In time, a physician diagnosed both Chris and Alex with fetal alcohol syndrome (FAS). The Centers for Disease Control and Prevention says FAS can occur in an infant when a mother consumes any amount of alcohol during her pregnancy. In the child, it is characterized by lifelong growth deficiencies, abnormal facial features, and central nervous system or brain abnormalities. The syndrome is completely preventable.
The Goudys had to adapt quickly to their new sons. Jennifer willingly quit her six-figure job to care for them full-time at home, but her husband did not adapt so well. The couple divorced in 2002, primarily due to his inability to cope, Jennifer said.
Early on, Jennifer noticed the children had difficulties processing and retaining spoken language. Chris couldn’t repeat spoken English words. They had difficulty with sensory issues, such as feeling discomfort wearing certain kinds of clothing.
Today, Chris and Alex are 14 and 15. “They are dyslexic and about five years behind grade level in reading comprehension,” said Goudy. “Plus they have auditory processing difficulties and poor working memory. Their thinking is very concrete, black and white, and abstract ideas are hard for them to understand. They have many things in common with children with autism.”

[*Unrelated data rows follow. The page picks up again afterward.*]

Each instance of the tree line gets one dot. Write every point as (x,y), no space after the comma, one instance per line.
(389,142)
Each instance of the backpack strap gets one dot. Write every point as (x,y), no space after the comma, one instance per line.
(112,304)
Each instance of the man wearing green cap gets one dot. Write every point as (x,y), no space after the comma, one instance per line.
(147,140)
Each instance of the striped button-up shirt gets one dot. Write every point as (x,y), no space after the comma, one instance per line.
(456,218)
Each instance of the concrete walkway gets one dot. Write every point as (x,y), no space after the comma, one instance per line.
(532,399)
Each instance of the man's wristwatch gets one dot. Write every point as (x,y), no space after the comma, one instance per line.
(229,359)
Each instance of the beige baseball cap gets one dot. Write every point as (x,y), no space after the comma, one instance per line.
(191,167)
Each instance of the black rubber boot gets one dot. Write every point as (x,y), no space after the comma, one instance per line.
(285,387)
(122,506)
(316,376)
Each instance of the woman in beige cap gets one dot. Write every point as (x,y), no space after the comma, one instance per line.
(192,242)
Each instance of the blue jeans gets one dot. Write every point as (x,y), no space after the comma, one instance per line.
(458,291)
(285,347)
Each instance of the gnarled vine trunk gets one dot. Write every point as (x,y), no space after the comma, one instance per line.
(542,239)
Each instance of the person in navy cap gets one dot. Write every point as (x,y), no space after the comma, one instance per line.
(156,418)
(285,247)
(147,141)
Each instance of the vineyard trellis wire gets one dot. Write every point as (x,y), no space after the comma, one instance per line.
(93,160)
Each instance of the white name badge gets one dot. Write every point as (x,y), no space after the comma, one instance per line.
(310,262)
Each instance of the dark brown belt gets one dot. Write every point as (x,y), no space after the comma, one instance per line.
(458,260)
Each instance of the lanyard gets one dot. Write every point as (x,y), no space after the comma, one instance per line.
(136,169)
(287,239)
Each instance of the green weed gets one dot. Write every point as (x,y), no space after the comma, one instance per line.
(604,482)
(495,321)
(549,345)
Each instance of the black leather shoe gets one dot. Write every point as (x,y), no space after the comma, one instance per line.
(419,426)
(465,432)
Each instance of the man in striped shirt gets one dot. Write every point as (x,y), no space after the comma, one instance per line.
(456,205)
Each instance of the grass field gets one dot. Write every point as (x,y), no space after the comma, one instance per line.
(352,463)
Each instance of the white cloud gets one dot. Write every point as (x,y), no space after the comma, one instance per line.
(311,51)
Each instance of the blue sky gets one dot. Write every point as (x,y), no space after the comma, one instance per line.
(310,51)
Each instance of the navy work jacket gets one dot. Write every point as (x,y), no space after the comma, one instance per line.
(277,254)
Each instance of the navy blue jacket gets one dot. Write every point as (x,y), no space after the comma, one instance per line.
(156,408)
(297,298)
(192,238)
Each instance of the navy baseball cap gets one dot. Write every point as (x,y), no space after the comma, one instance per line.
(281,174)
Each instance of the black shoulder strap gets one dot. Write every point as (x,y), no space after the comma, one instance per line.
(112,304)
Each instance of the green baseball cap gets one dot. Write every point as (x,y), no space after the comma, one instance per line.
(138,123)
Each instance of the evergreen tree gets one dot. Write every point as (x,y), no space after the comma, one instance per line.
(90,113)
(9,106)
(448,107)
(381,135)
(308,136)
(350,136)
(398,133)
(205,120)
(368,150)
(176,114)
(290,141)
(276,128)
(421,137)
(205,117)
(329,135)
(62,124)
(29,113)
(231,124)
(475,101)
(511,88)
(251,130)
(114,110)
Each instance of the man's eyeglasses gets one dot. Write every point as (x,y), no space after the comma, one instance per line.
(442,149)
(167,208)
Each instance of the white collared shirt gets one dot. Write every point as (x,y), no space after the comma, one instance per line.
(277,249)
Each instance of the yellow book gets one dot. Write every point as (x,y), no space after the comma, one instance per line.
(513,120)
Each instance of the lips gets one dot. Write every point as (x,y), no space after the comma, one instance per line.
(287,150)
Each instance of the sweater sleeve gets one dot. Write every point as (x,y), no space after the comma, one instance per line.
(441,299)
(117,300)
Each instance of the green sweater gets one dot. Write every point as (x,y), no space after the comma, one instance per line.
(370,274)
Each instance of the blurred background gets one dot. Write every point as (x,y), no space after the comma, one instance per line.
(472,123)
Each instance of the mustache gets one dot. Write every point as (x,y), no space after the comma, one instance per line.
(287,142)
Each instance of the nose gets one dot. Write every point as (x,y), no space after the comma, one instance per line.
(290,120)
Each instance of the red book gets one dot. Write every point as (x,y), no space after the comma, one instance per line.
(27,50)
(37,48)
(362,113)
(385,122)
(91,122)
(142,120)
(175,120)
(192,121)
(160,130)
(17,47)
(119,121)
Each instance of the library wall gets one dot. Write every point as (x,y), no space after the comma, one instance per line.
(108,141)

The boys’ biggest challenges now involve managing nonverbal learning disorder, i.e., an inability to read auditory and visual social cues.
Goudy is now director of National Organization on Fetal Alcohol Syndrome in Northern Virginia. Her advice to parents: Change your expectations and get all the help you can. Most parents feel a sense of loss. Also, find a FAS support group because “those are the people that really get it.”
Most special education teachers weren’t taught about FAS in college, she said. So be prepared to spend a lot of time teaching the teachers.